Your business data is seldom located in a single repository. Worse, it is increasingly stored in numerous formats—from text and spreadsheets to video and audio files, owned by multiple stakeholders and geographically distributed. Then there’s the staggering amount of data, which IDC predicts will balloon 50% this year over 2012. That, in a nutshell, is the Big Data problem companies face today. Too much information strewn about too many servers in too many formats.
Compounding the Big Data dilemma is time. To be precise, real time. Increasingly, data flowing into an organization needs to be captured, accessed, analyzed, and acted upon in real time. The business forces driving time-to-decision expectations are accelerating just as the data volume, variety, and velocity issues are increasing. For many CIOs, taming the Big Data beast is both the scariest problem they face and the biggest untapped opportunity in front of them.
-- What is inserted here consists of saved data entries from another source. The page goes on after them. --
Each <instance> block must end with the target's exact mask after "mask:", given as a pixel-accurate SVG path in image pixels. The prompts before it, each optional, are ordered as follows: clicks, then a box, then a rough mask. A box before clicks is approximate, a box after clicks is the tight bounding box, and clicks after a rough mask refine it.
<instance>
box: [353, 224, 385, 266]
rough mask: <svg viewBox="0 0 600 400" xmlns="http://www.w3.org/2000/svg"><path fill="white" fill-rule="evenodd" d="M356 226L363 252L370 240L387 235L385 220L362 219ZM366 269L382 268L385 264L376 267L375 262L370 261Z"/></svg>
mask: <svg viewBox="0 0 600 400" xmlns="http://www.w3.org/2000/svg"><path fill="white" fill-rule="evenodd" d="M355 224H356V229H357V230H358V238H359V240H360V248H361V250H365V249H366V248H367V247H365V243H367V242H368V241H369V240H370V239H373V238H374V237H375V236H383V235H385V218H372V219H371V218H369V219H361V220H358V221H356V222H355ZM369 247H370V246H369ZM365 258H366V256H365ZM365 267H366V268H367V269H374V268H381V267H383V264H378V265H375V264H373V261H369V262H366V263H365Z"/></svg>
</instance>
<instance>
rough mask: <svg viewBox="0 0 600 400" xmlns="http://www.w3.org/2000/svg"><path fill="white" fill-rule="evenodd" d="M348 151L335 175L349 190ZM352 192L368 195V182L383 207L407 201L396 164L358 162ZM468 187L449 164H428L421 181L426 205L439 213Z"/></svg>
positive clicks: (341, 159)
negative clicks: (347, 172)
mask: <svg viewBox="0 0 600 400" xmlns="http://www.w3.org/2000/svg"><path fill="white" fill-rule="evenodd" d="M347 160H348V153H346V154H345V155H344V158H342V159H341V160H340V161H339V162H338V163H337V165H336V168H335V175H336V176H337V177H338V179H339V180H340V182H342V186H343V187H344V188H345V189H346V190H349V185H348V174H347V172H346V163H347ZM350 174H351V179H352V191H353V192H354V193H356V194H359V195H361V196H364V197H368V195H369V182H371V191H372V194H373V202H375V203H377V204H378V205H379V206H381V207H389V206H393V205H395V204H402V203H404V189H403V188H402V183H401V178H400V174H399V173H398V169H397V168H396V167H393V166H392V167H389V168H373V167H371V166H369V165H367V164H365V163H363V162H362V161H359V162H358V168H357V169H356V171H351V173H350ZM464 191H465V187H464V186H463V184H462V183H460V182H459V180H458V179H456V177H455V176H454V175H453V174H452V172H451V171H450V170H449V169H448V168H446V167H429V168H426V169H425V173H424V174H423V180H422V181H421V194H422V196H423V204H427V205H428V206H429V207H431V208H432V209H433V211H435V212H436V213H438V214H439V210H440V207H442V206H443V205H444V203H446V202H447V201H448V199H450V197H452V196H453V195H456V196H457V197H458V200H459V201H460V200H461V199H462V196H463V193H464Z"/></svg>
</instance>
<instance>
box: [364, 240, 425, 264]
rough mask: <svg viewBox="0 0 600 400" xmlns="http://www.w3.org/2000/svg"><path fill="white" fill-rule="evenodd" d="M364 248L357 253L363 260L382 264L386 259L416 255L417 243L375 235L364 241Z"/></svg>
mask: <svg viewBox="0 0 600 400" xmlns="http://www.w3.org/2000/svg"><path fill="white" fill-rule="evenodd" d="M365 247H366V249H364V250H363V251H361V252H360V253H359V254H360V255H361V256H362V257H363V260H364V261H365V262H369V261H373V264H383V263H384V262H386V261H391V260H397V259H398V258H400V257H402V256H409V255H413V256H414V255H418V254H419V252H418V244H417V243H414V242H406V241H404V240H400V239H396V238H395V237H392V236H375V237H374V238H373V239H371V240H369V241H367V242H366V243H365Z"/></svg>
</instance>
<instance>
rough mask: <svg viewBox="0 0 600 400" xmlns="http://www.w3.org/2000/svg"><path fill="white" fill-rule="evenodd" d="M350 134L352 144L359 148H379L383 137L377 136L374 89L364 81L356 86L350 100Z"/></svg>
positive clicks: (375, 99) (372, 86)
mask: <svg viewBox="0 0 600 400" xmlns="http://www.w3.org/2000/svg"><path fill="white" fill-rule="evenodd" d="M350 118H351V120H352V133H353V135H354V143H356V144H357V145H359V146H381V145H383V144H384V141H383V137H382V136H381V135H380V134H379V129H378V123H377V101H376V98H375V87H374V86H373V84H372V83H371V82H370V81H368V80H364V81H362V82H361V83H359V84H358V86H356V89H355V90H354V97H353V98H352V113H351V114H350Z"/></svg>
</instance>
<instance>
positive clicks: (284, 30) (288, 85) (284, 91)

The SAP Real Time Data Platform approach to Big Data is the most complete coverage model in the market. While the SAP HANA in-memory platform is at the center of the SAP RTDP offering, its unique smart data access capability lets enterprises create a federation of disparate data sources, delivering the highest performance possible for both analytical and transactional workloads. For example, SAP HANA smart data access means queries can be optimized for and then executed on servers in the federation that are ideally suited for the task, essentially pushing down processing closer to where the data physically resides.
With hundreds of SAP HANA installations already deployed, there are plenty of real-world examples of companies who are getting the upper hand on the Big Data fiend. Let me just point to one. An early adopter of SAP HANA technology in 2011 was Minneapolis-based Medtronic. The medical device manufacturer collects massive amounts of data about product reliability. Information arrives as commentary in text form from customer interaction and employee feedback as well as structured database feeds from various sources such as government entities. Reports based on these different data sources are needed up and down the organization and are used to continuously improve product quality.
The rapid growth of data within Medtronic’s data warehouse was hurting reporting performance, which is why IT there turned to SAP HANA. Its success at handling the vast volumes of structured and unstructured data in the area of product reliability has inspired Medtronic to, among other possibilities, potentially combine SAP ERP information with CRM data held in non-SAP sources.
As I’ve written here before, the SAP RTDP architecture is not limited to SAP branded applications. So SAP HANA smart data access lets an IT team integrate a network of large and disparate data sources, even if the information is residing in databases sold by SAP competitors, and even if it’s residing in Hadoop.
To that end, later this month at the SAPPHIRE NOW conference in Orlando, SAP and Intel will be showcasing how Hadoop and SAP HANA technology further advance the SAP RTDP vision. As most have already discovered, Hadoop is being adopted to manage and analyze unstructured data in today’s enterprise. At SAPPHIRE you’ll get to see it and SAP HANA run in a modern 10GigE Intel server cluster environment.
The Intel Distribution for Apache Hadoop is the first Hadoop distribution that has been designed from the silicon layer on up to deliver industry-leading performance, security, and scalability. It’s a perfect fit for the SAP HANA in-memory, high-performance database which also shares the same functional elegance of well optimized algorithms, cache efficiencies and MPP scaling derived from the latest Intel micro architecture.
If you are able to stop by during SAPPHIRE, you’ll also see, for example, how SAP Data Services integrated ETL capabilities can mine Hadoop-resident data and quickly load it into a SAP HANA database and combine it with structured data from other sources for blazingly fast contextual analysis. It’s so comprehensive and so quick, you might begin to think Big Data is not such a monster after all.